We turned our backs upon Kazan without regret, in the fervid heat of that midsummer morning. We did not shake its dust from our feet. When dust is ankle-deep that is not very feasible. It rose in clouds, as we met the long lines of Tatar carters, transporting flour and other merchandise to and from the wharves across the “dam” which connects the town, in summer low water, with Mother Volga. In spring floods Matushka Volga threatens to wash away the very walls of the Kremlin, and our present path is under water.
Fate had favored us with a clever cabman. His shaggy little horse was as dusty in hue as his own coat,—a most unusual color for coat of either Russian horse or izvostchik. The man’s armyak was bursting at every seam, not with plenty, but, since extremes meet, with hard times, which are the chronic complaint of Kazan, so he affirmed. He was gentle and sympathetic, like most Russian cabmen, and he beguiled our long drive with shrewd comments on the Russian and Tatar inhabitants and their respective qualities.

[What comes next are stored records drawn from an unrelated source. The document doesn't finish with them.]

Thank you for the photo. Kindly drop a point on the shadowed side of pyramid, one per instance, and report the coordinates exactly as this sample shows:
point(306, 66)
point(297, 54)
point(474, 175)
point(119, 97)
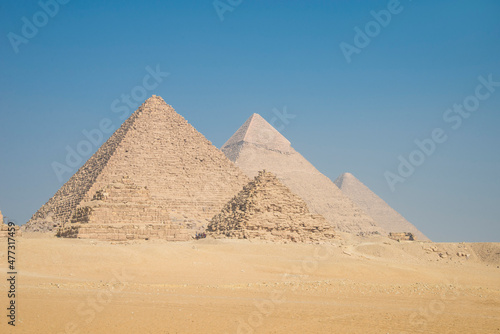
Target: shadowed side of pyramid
point(157, 149)
point(376, 207)
point(257, 146)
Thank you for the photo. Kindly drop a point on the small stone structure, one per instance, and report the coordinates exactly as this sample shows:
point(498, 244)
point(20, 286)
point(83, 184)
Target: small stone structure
point(402, 236)
point(123, 211)
point(266, 209)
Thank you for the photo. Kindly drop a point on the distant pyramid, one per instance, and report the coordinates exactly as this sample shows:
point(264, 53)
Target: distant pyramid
point(257, 145)
point(266, 209)
point(158, 149)
point(377, 208)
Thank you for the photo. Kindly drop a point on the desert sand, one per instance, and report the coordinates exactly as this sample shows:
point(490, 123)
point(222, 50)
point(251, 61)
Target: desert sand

“The Tatars are good people,” he said; “very clean,—cleaner than Russians; very quiet and peaceable citizens. There was a time when they were not quiet. That was ten years ago, during the war with Turkey. They were disturbed. The Russians said that it was a holy war; the Tatars said so, too, and wished to fight for their brethren of the Moslem faith. But the governor was not a man to take fright at that. He summoned the chief men among them before him. ‘See here,’ says he. ’With me you can be peaceable with better conscience. If you permit your people to be turbulent, I will pave the dam with the heads of Tatars. The dam is long. Allah is my witness. Enough. Go!’ And it came to nothing, of course. No; it was only a threat, though they knew that he was a strong man in rule. Why should he wish to do that, really, even if they were not Orthodox? A man is born with his religion as with his skin. The Orthodox live at peace with the Tatars. And the Tatars are superior to the Russians in this, also, that they all stick by each other; whereas a Russian, Hospodi pomilui! [Lord have mercy] thinks of himself alone, which is a disadvantage,” said my humble philosopher.
We found that we had underrated the power of our man’s little horse, and had arrived at the river an hour and a half before the steamer was appointed to sail. It should be there lading, however, and we decided to go directly on board and wait in comfort. We gave patient Vanka liberal “tea-money.” Hard times were evidently no fiction so far as he was concerned, and we asked if he meant to spend it on vodka, which elicited fervent asseverations of teetotalism, as he thrust his buckskin pouch into his breast.
Descending in the deep dust, with a sense of gratitude that it was not mixed with rain, we ran the gauntlet of the assorted peddlers stationed on both sides of the long descent with stocks of food, soap, white felt boots, gay sashes, coarse leather slippers too large for human wear, and other goods, and reached the covered wharf. The steamer was not there, but we took it calmly, and asked no questions—for a space.